# 5c collet chuck at CDCO for $139.



## GOOFY063 (Feb 28, 2012)

i hope there not junk i just ordered one. there on sale till tomorrow 
http://www.cdcotools.com/


----------



## Philjoe5 (Feb 28, 2012)

I bought one last year and am very pleased with its performance. I'm getting about 0.0015" runout on a 1" bar close to the collet opening. I had to play with mounting it on the backplate a little because I started with close to 0.010". 

Its quality seems good for the price. I often turn square stock so I also bought the square collets. They are a major convenience.

Phil


----------



## mcostello (Feb 28, 2012)

I had to totally disassemble mine after getting about .030 runout at 3" out. Chips not cleaned out after machining. Was the second one as the first one was bad also.


----------



## SteveO (Feb 28, 2012)

bought one last year same experience as previous reply - had to machine back plate (D3) twice to get it within .0005 on a 1/2 bar of silver steel (drill rod).
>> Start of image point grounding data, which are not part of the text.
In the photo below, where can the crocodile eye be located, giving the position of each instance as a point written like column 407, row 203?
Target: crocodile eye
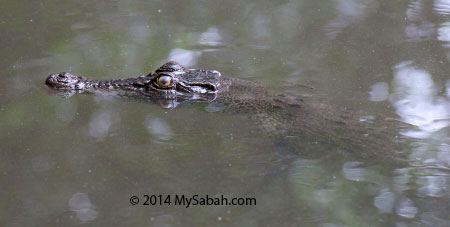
column 164, row 81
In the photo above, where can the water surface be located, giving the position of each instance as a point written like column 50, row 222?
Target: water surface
column 77, row 161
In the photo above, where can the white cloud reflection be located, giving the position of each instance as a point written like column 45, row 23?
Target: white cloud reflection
column 444, row 33
column 82, row 206
column 416, row 101
column 187, row 58
column 442, row 7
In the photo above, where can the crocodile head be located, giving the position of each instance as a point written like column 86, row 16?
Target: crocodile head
column 170, row 83
column 65, row 81
column 174, row 79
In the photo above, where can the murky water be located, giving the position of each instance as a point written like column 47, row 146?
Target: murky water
column 78, row 160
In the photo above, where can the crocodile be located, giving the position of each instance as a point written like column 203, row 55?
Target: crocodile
column 280, row 115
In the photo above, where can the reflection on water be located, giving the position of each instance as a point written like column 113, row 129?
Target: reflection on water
column 416, row 101
column 82, row 206
column 77, row 160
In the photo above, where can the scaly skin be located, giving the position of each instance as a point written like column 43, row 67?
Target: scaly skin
column 279, row 115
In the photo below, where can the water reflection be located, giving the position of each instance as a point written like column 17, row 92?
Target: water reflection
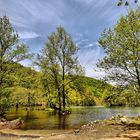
column 41, row 119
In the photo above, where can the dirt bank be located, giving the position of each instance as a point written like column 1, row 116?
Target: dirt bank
column 117, row 128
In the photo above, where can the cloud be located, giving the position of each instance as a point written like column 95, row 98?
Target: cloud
column 28, row 35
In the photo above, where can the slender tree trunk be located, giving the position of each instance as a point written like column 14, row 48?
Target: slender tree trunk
column 63, row 90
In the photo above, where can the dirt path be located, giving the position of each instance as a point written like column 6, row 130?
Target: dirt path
column 117, row 128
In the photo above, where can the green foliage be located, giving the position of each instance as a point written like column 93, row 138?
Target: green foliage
column 58, row 61
column 10, row 51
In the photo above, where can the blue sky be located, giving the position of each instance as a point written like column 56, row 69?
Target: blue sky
column 83, row 19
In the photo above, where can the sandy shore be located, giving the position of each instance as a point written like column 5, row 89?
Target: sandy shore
column 117, row 128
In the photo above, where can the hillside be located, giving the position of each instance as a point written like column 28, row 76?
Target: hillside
column 27, row 89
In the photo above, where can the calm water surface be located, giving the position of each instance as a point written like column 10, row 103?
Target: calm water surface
column 41, row 119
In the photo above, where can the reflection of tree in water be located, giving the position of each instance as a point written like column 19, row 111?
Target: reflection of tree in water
column 62, row 121
column 27, row 114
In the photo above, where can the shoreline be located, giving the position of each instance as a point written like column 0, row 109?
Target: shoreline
column 118, row 128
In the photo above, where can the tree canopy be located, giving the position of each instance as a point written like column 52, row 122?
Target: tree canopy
column 122, row 48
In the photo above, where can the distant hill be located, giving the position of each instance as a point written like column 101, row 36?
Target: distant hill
column 26, row 80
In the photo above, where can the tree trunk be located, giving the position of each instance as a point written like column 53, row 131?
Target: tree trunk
column 63, row 90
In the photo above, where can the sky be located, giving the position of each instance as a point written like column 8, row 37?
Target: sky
column 85, row 20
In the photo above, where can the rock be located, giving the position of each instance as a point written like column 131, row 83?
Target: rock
column 15, row 124
column 77, row 131
column 124, row 120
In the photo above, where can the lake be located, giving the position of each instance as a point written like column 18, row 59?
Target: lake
column 49, row 120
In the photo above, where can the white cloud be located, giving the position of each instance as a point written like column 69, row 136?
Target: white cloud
column 28, row 35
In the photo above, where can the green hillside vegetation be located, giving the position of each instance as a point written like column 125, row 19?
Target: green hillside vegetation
column 28, row 90
column 28, row 84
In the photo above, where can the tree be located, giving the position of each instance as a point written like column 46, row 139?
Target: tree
column 10, row 51
column 58, row 59
column 122, row 48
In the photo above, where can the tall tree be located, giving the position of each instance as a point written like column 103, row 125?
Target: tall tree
column 10, row 51
column 59, row 59
column 122, row 48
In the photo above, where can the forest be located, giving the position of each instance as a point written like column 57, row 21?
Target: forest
column 47, row 89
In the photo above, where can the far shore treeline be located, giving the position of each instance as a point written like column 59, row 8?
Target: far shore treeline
column 60, row 81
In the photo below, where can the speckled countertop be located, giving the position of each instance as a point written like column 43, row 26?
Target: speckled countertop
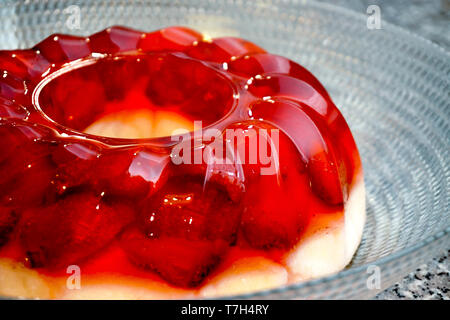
column 430, row 19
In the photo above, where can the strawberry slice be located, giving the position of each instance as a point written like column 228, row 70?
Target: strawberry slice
column 130, row 172
column 75, row 100
column 184, row 230
column 8, row 220
column 180, row 261
column 70, row 230
column 25, row 163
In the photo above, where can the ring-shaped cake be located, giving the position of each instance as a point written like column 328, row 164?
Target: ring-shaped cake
column 81, row 186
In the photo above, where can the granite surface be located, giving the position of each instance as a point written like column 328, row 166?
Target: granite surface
column 429, row 19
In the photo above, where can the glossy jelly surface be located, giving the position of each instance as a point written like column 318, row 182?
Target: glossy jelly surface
column 67, row 196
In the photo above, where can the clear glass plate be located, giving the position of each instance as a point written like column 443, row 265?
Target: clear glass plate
column 392, row 87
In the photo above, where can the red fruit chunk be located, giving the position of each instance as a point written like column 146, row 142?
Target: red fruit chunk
column 311, row 137
column 223, row 49
column 184, row 230
column 276, row 201
column 114, row 39
column 14, row 89
column 8, row 220
column 67, row 106
column 60, row 48
column 9, row 109
column 70, row 230
column 169, row 39
column 179, row 261
column 132, row 173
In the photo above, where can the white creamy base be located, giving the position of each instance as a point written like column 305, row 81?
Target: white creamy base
column 323, row 251
column 326, row 248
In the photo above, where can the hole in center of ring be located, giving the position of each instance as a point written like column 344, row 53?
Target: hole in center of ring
column 134, row 96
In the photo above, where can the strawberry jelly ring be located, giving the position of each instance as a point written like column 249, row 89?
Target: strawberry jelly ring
column 50, row 166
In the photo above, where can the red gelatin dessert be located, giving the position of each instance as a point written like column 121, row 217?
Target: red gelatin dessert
column 168, row 165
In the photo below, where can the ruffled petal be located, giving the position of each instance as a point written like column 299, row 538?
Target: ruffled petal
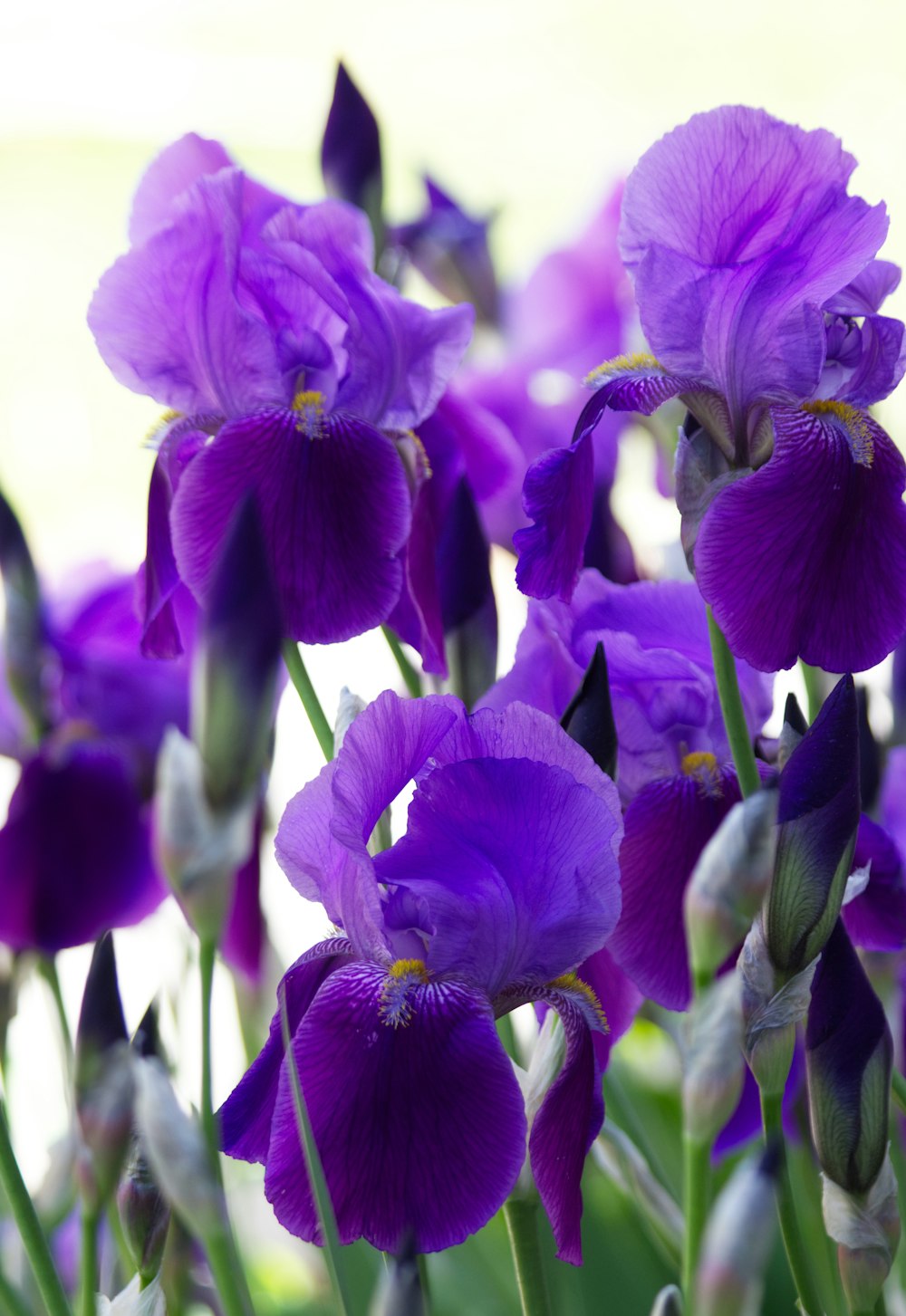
column 414, row 1106
column 74, row 851
column 569, row 1120
column 806, row 558
column 334, row 507
column 516, row 863
column 246, row 1116
column 667, row 827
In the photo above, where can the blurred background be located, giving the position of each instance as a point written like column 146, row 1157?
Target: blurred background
column 532, row 110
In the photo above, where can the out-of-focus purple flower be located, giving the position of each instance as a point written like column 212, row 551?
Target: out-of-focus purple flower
column 758, row 293
column 484, row 904
column 661, row 674
column 293, row 368
column 573, row 311
column 449, row 249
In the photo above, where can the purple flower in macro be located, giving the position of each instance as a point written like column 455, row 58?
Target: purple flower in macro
column 760, row 296
column 294, row 370
column 505, row 880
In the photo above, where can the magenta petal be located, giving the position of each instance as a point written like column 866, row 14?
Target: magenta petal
column 420, row 1127
column 568, row 1121
column 806, row 558
column 74, row 851
column 334, row 507
column 668, row 825
column 246, row 1113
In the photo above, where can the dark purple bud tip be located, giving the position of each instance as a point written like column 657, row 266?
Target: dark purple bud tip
column 351, row 149
column 848, row 1063
column 818, row 816
column 237, row 664
column 590, row 715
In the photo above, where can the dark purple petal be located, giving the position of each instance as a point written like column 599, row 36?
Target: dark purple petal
column 569, row 1119
column 806, row 558
column 351, row 148
column 169, row 320
column 876, row 920
column 334, row 507
column 516, row 863
column 246, row 1116
column 74, row 851
column 419, row 1124
column 668, row 825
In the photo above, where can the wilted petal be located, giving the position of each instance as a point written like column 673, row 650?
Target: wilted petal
column 806, row 558
column 420, row 1127
column 334, row 507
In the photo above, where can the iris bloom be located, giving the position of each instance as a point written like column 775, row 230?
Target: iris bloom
column 505, row 880
column 294, row 370
column 760, row 298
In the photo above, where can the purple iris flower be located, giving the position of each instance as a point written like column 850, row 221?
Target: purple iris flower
column 505, row 880
column 294, row 370
column 574, row 310
column 758, row 293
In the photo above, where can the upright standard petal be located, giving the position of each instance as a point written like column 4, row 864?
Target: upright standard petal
column 333, row 504
column 806, row 558
column 414, row 1106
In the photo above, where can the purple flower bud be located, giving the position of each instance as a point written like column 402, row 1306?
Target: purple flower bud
column 818, row 816
column 848, row 1061
column 236, row 666
column 589, row 717
column 351, row 149
column 103, row 1078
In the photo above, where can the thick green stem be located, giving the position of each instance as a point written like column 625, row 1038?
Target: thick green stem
column 731, row 706
column 696, row 1176
column 29, row 1228
column 310, row 702
column 89, row 1266
column 520, row 1215
column 799, row 1266
column 407, row 671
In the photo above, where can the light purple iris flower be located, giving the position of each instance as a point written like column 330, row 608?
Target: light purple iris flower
column 505, row 880
column 294, row 369
column 758, row 293
column 574, row 310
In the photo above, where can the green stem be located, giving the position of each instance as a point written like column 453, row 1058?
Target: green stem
column 731, row 706
column 802, row 1278
column 407, row 671
column 310, row 702
column 29, row 1228
column 696, row 1176
column 89, row 1267
column 520, row 1215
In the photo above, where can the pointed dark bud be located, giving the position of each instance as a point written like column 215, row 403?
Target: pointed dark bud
column 848, row 1062
column 590, row 715
column 870, row 754
column 351, row 149
column 818, row 819
column 237, row 664
column 24, row 632
column 103, row 1078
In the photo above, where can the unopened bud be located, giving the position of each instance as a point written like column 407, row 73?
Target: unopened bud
column 590, row 715
column 729, row 880
column 737, row 1241
column 236, row 665
column 103, row 1080
column 177, row 1150
column 865, row 1228
column 713, row 1068
column 198, row 849
column 848, row 1063
column 818, row 818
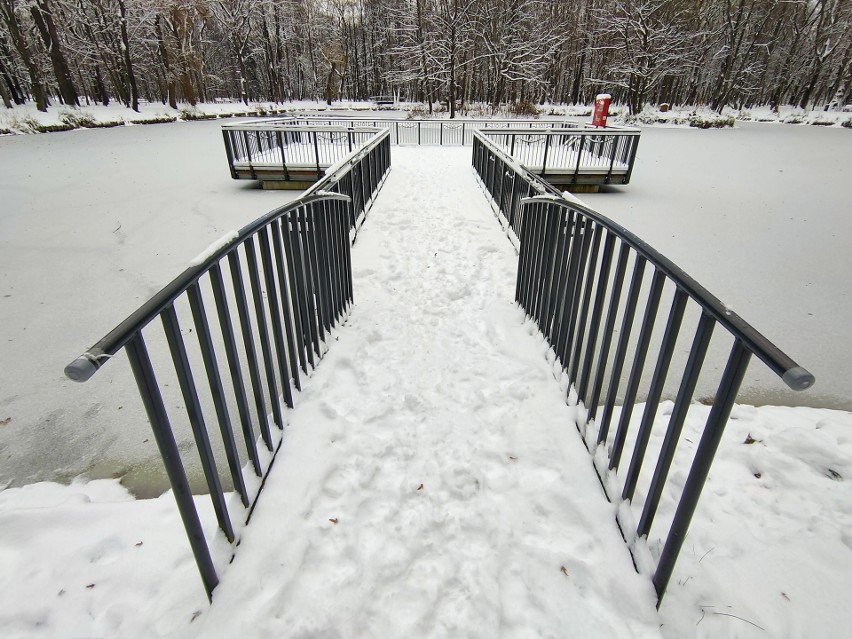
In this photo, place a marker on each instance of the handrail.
(289, 121)
(86, 365)
(793, 375)
(289, 276)
(573, 265)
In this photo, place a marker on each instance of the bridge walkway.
(431, 482)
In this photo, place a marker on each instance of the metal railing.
(289, 276)
(414, 132)
(573, 265)
(581, 156)
(292, 153)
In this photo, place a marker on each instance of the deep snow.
(770, 551)
(760, 216)
(432, 483)
(92, 224)
(422, 488)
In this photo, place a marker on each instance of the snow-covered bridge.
(426, 391)
(290, 153)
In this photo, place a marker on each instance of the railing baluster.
(224, 313)
(294, 295)
(716, 421)
(654, 393)
(621, 349)
(627, 404)
(684, 396)
(248, 342)
(177, 348)
(275, 314)
(140, 363)
(587, 297)
(550, 254)
(609, 329)
(214, 381)
(575, 281)
(597, 311)
(566, 223)
(292, 246)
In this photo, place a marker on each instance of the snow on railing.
(289, 275)
(573, 265)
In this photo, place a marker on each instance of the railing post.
(579, 158)
(634, 145)
(716, 421)
(229, 152)
(316, 153)
(544, 159)
(140, 363)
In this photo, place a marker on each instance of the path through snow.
(431, 481)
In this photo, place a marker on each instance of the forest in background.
(738, 53)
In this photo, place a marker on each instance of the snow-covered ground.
(508, 496)
(92, 224)
(760, 216)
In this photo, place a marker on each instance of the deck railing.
(572, 269)
(289, 153)
(415, 132)
(581, 156)
(289, 276)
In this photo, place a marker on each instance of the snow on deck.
(431, 481)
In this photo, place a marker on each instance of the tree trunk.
(164, 57)
(43, 18)
(128, 64)
(7, 12)
(4, 93)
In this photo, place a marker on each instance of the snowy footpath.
(431, 482)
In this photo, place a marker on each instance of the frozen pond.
(760, 216)
(94, 222)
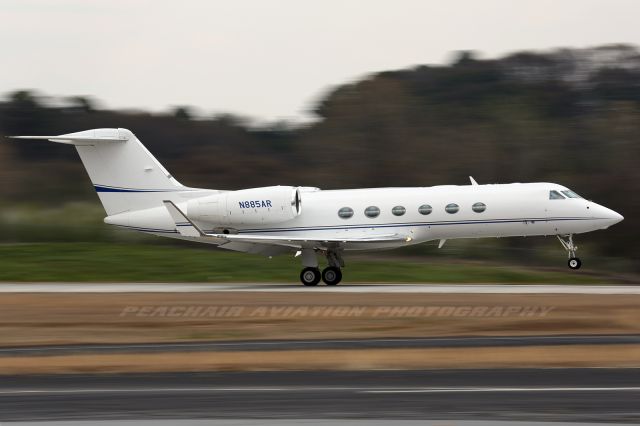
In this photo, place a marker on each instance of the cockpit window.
(569, 193)
(555, 195)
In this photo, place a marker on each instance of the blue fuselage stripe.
(382, 225)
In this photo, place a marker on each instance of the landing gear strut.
(310, 276)
(331, 275)
(567, 243)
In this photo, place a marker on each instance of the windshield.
(555, 195)
(569, 193)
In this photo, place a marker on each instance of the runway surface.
(279, 345)
(579, 395)
(8, 287)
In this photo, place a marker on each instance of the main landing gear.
(567, 243)
(311, 275)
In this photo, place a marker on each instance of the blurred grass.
(134, 262)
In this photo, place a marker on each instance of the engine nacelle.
(255, 206)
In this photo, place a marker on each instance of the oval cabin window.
(425, 209)
(452, 208)
(372, 211)
(479, 207)
(398, 211)
(345, 212)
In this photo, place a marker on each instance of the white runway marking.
(295, 288)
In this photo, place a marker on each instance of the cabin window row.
(425, 209)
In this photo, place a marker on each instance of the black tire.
(574, 263)
(310, 276)
(331, 275)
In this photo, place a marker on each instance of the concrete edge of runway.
(324, 344)
(76, 287)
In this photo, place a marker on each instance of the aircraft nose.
(611, 216)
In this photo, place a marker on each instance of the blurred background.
(339, 95)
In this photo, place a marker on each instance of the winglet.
(184, 226)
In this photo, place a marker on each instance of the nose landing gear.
(567, 242)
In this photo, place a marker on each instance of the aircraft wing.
(189, 229)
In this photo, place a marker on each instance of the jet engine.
(255, 206)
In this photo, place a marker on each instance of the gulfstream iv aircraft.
(139, 194)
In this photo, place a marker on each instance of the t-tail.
(124, 173)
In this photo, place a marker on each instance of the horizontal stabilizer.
(87, 137)
(71, 140)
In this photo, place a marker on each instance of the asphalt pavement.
(576, 395)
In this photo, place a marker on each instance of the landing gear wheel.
(331, 275)
(310, 276)
(574, 263)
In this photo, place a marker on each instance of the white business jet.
(139, 194)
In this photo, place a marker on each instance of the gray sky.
(271, 59)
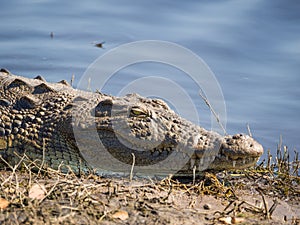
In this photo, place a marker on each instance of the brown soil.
(249, 197)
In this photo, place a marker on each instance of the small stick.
(194, 174)
(43, 159)
(132, 166)
(89, 84)
(212, 110)
(72, 79)
(249, 131)
(267, 214)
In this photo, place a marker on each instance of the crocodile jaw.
(237, 152)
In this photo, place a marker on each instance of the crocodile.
(60, 126)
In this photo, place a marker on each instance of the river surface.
(252, 47)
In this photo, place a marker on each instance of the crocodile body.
(59, 125)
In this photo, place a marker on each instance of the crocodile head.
(161, 140)
(85, 129)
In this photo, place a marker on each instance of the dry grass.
(267, 194)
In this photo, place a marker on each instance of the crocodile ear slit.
(18, 83)
(26, 102)
(39, 77)
(42, 88)
(64, 82)
(3, 70)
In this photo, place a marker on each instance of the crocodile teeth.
(233, 163)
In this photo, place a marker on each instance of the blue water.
(252, 46)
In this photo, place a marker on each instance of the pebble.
(206, 206)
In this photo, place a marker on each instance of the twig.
(72, 79)
(194, 174)
(249, 131)
(212, 110)
(132, 166)
(43, 159)
(267, 214)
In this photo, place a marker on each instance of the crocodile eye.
(138, 112)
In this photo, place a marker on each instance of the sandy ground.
(50, 197)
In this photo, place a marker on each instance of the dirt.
(247, 197)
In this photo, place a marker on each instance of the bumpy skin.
(54, 123)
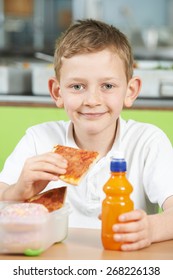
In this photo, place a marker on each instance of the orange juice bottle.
(117, 201)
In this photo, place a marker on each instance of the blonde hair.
(86, 36)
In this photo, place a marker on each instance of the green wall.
(15, 120)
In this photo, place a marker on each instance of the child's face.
(93, 88)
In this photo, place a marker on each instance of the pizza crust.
(79, 163)
(52, 199)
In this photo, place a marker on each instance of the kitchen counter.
(46, 101)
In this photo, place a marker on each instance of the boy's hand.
(37, 172)
(134, 230)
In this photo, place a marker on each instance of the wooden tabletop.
(85, 244)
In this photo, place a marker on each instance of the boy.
(94, 80)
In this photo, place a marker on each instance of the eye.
(107, 86)
(78, 87)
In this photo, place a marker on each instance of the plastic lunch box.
(34, 235)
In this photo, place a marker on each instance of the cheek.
(71, 103)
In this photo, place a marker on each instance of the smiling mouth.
(93, 115)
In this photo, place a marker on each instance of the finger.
(129, 237)
(135, 246)
(132, 216)
(41, 176)
(52, 158)
(129, 227)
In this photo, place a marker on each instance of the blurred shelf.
(160, 53)
(26, 100)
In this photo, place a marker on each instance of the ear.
(133, 90)
(55, 92)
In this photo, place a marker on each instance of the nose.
(92, 97)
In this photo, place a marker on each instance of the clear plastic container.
(34, 235)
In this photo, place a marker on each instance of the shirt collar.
(117, 141)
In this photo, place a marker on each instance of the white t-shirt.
(149, 157)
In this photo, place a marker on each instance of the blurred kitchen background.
(29, 28)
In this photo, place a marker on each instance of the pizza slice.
(79, 162)
(52, 199)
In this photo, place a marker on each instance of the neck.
(101, 142)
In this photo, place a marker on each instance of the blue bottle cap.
(118, 165)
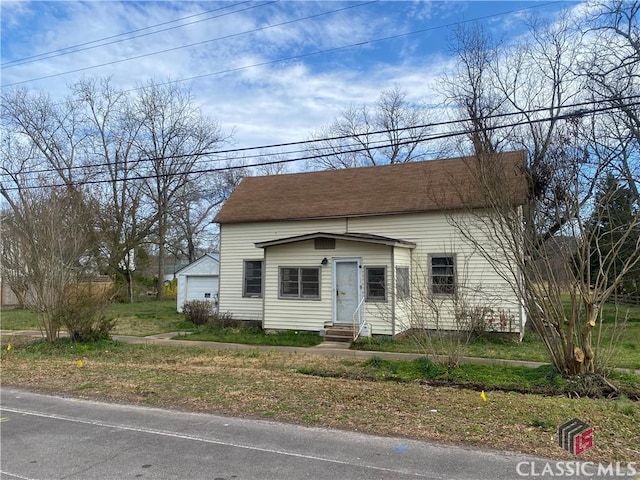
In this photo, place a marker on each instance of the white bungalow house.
(379, 248)
(198, 280)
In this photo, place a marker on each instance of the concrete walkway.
(337, 349)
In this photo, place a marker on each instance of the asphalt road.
(46, 437)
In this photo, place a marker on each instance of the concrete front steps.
(339, 333)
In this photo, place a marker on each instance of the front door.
(347, 290)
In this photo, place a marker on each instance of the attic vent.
(325, 243)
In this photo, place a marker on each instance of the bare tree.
(125, 222)
(611, 70)
(472, 88)
(392, 132)
(174, 141)
(50, 236)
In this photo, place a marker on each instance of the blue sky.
(269, 71)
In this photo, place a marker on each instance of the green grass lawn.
(253, 336)
(412, 399)
(152, 317)
(137, 319)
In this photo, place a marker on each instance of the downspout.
(264, 274)
(393, 292)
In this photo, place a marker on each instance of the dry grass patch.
(269, 385)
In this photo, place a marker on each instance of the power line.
(167, 50)
(285, 59)
(579, 110)
(316, 156)
(91, 44)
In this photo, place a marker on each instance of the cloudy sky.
(269, 71)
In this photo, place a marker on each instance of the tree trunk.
(129, 278)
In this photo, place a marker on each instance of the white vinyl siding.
(237, 244)
(432, 233)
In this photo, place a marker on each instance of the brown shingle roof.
(400, 188)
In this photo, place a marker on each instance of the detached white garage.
(199, 280)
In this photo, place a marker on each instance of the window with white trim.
(442, 270)
(403, 289)
(252, 278)
(299, 282)
(376, 278)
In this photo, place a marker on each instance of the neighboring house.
(375, 246)
(198, 280)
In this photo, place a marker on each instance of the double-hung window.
(376, 283)
(443, 274)
(299, 282)
(403, 289)
(252, 281)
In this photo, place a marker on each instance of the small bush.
(198, 311)
(223, 320)
(83, 313)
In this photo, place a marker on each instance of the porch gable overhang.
(353, 237)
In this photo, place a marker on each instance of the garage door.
(202, 288)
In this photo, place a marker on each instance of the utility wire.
(173, 49)
(579, 111)
(92, 44)
(315, 156)
(284, 59)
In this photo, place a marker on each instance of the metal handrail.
(356, 333)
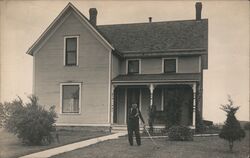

Pretty happy with it and have bought a couple of extra collets such as a 1/2" square.

If I want total accuracy still machine component from a larger diameter bar.

Some stuff from CDCO is a little rough, but cannot complain at price. The CDCO C5 collet set has proven to be pretty good in use and use in prefernce to chuck.

SteveO


----------



## n4zou (Feb 28, 2012)

I've been thinking of ordering one myself and the only reason I haven't done it is due to the above problems. How difficult is it to dissemble and fix the run out by hand fitting the parts when reassembling? On another note I've noticed the sale prices are always extended. Perhaps it just "Window Dressing" for the home page.


----------